Furthermore, because the social-democratic trade unions quite adamantly reject
any alternative to capitalism, they are now totally unable to offer any way out
for workers. In fact, they are not even looking for a way out, but rather for a
way back in for the trade union leaders and the labour
aristocracy, for a new “social contract” based on an even deeper integration of
the trade unions into the Canadian state. The CAW-Magna deal is a blueprint for
that new arrangement, in which the workers have no rights and the role of the
union is to openly co-manage labour with the
capitalists.
Those who insist on creating illusions
about the real anti-worker content of the post-war “social contract” and about
the willingness and/or ability of the social-democratic trade unions to
establish a new “social contract” which favours the
working class are doing a huge disservice to the working class movement in
Canada.

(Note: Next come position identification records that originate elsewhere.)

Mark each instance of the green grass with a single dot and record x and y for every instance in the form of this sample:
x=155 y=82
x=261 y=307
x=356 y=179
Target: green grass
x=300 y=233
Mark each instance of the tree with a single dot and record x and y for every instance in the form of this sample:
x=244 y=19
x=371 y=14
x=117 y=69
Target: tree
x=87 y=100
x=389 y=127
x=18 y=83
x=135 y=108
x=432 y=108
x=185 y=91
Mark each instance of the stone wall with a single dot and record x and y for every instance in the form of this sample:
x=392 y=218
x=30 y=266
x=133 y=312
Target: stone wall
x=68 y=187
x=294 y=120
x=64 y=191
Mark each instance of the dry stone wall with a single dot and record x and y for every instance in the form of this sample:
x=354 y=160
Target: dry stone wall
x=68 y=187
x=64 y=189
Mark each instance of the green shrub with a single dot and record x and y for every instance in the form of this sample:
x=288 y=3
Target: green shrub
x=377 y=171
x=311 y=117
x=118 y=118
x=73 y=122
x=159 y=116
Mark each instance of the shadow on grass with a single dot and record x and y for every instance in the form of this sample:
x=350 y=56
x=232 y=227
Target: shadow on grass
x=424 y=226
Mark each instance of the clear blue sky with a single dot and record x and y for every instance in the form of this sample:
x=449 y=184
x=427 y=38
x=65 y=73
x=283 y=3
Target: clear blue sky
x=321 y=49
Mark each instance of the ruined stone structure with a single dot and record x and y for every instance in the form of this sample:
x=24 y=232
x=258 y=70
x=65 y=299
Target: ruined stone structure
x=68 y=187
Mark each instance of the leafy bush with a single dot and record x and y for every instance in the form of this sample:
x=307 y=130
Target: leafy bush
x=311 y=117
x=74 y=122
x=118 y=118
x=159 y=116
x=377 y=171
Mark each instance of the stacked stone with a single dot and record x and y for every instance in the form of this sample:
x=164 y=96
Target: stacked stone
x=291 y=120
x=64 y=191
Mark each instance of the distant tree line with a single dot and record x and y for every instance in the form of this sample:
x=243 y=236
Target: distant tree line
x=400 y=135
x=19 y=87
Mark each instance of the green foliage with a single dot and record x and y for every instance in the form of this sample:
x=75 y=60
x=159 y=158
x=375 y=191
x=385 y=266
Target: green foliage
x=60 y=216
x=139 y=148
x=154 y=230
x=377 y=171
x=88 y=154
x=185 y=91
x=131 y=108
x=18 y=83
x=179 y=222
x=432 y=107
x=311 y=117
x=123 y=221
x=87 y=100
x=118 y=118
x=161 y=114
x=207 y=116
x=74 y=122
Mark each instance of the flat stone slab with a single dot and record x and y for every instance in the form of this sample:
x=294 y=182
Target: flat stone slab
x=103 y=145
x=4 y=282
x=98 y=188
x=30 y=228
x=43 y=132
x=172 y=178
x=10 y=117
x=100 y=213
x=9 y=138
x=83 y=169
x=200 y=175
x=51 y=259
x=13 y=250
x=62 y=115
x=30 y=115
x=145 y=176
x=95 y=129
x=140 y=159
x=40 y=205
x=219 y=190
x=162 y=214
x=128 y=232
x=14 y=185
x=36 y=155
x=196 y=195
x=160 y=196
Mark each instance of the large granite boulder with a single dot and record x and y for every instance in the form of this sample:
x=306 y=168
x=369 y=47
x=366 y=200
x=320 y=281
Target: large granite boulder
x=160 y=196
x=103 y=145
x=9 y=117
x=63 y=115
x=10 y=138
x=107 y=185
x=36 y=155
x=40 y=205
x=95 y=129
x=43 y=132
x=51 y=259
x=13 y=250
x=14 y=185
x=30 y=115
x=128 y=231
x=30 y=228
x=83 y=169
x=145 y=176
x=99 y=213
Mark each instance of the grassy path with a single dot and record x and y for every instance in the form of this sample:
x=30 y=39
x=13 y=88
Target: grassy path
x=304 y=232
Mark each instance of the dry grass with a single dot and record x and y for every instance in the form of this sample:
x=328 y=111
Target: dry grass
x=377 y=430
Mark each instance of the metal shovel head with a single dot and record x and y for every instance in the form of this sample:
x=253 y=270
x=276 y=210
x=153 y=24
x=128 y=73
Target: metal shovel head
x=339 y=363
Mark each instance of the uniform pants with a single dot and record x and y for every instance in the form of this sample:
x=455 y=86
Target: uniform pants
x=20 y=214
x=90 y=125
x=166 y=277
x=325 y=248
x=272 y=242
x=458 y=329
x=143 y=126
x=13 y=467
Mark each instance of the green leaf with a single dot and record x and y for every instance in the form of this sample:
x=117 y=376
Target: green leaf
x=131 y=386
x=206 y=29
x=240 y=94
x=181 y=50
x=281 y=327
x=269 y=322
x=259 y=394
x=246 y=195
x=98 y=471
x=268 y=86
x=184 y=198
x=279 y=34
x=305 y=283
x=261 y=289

There can be no “social contract” between monopoly capital
and labour which serves the interests of the working
class; such a “social contract” can only serve the interests of monopoly
capital. The only “social contract” that serves the interests of the working
class is one between the working class and all other classes and sections of
society which are negated by monopoly capital. Such a social contract would, of
necessity, be based on the common interest to overthrow monopoly capital and
usher in a democratic and socialist Canada. The CLC will never agree to such a
social contract.
It will be many weeks or months before
the CLC publishes the results of its deliberations from May 26 to 30. However,
it is not necessary to read those documents to predict with confidence that
this CLC convention will do nothing to alleviate the crisis of the Canadian
trade union movement. On the contrary, that crisis will only deepen and broaden
in the coming years, because it can only be overcome through the rejection of
social democracy and its insistence on tying the working class hand and foot to
monopoly capital. This crisis will only be resolved on the basis of the
Canadian working class rejecting the CLC and building a new trade union
movement based on class struggle against the capitalist system.